In diesem Sinne lässt sich die Grundproblematik so formulieren: Wie kann das Subjekt sich auf die Dimension des Triebhaften und Materiellen einlassen, ohne seine geistige Substanz und damit seine verantwortungsbewusste Subjektivität preiszugeben?

Eine eindeutige Lösung dieses Problems bleibt im Faust offen. Sie liegt nicht in einer festen Regel, sondern in einer Bewegung: im fortgesetzten Bemühen, in dem sich das Subjekt immer wieder neu zur Situation verhält und dabei versucht, nicht vollständig von ihr bestimmt zu werden.

Künstlerische Praxis als Grenzfall

Die künstlerische Arbeit stellt einen besonderen Fall dar. Hier fehlen oft klare Zielvorgaben und externe Kriterien der Richtigkeit. Der Prozess ist offen, die Orientierung unsicher. Die künstlerische Arbeit erscheint hier nicht als exotische Zutat, sondern gezielt unter der Perspektive, dass Psychotherapie selbst in der Praxis eine Form von Behandlungskunst darstellt und somit auch ästhetischen Regeln, etwa denen der Gestaltung unterliegt.

Die Frage, wie ein begonnenes Werk zu Ende gebracht werden kann, verweist auf eine grundlegende Dimension subjekthaften Handelns: die Fähigkeit, einen Prozess trotz Unsicherheit fortzuführen und befriedigend zu beenden. Das Nicht-Aufgeben ist dabei keine triviale Leistung, sondern Ausdruck einer spezifischen Form von Selbststeuerung und Gestaltungskraft.

Gerade in der Kunst zeigt sich, dass Handeln nicht immer durch eindeutige Situationsdeutung abgesichert werden kann. Es muss teilweise aufgrund von Intuition und Inspiration vor dem Verstehen im Nachhinein erfolgen.

Möglichkeiten und Grenzen der Subjektivität

Subjektivität erweist sich unter diesen Bedingungen als fragile Leistung. Sie entsteht dort, wo es gelingt, situatives Verstehen, Entscheidung und Kontextbezug miteinander zu verbinden. Gleichzeitig bleibt sie begrenzt durch die Komplexität der Welt, die Geschwindigkeit von Prozessen und die strukturellen Voraussetzungen des Individuums.

Eine vollständige Kontrolle ist nicht möglich. Die Verteidigung von Subjektivität besteht daher weniger in der Herstellung von Sicherheit als in der Fähigkeit, mit Unsicherheit umzugehen, ohne vollständig von ihr bestimmt zu werden.

Zusammenfassung

Eine mehrdimensionale Theorie subjekthaften Handelns kann nicht den Anspruch erheben, eindeutige Regeln bereitzustellen. Sie bewegt sich notwendig in einem Spannungsfeld, das sich nicht auflösen lässt.

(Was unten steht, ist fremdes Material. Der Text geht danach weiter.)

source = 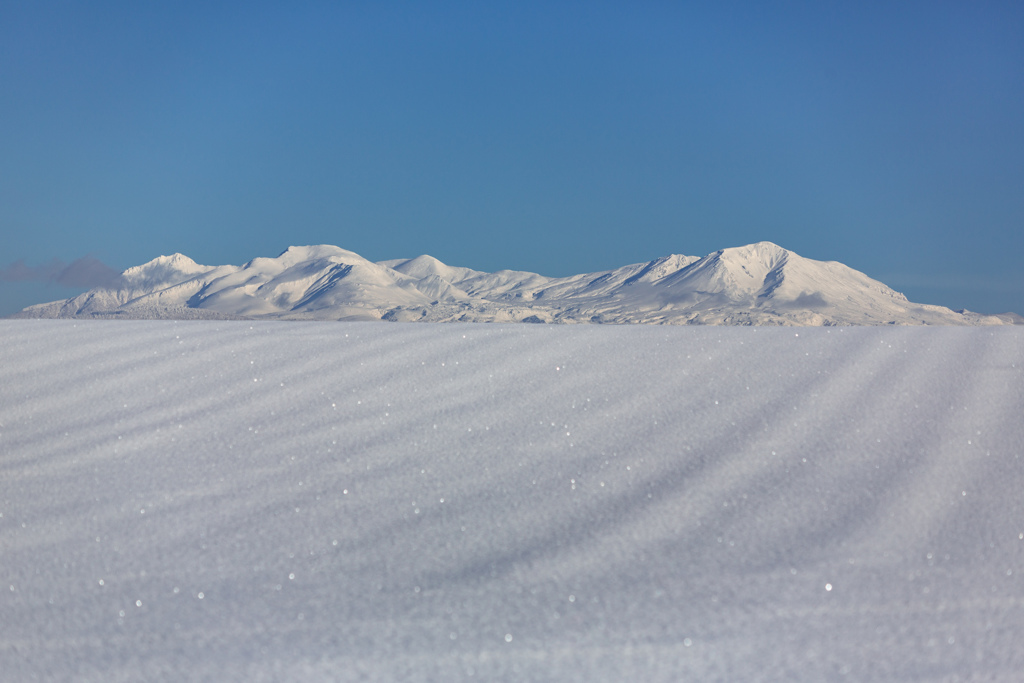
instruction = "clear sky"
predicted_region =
[0,0,1024,314]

Die „Quadratur des Kreises“, die darin besteht, unter unklaren Bedingungen selbstbestimmt handlungsfähig zu bleiben, ist kein Problem, das ein für allemal kategorial gelöst werden könnte. Sie ist vielmehr die strukturelle Voraussetzung, unter der Subjektivität in einem emphatischen Sinne überhaupt nur gedacht werden kann.

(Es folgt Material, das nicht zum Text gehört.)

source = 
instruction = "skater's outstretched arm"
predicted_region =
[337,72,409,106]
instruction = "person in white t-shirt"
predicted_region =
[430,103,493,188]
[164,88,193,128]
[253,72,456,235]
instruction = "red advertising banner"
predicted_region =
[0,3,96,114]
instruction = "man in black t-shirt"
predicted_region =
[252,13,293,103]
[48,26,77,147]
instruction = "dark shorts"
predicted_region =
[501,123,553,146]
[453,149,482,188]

Oder zugespitzt: Subjekthaftes Handeln bedeutet, in einem Spiel mitzuspielen, dessen Regeln und Akteure nie vollständig bekannt sind – und dennoch nicht vollständig von ihm bestimmt zu werden, sondern die Fähigkeit zu bewahren, Aspekte von Verweigerung und Selbststeuerung zu verteidigen.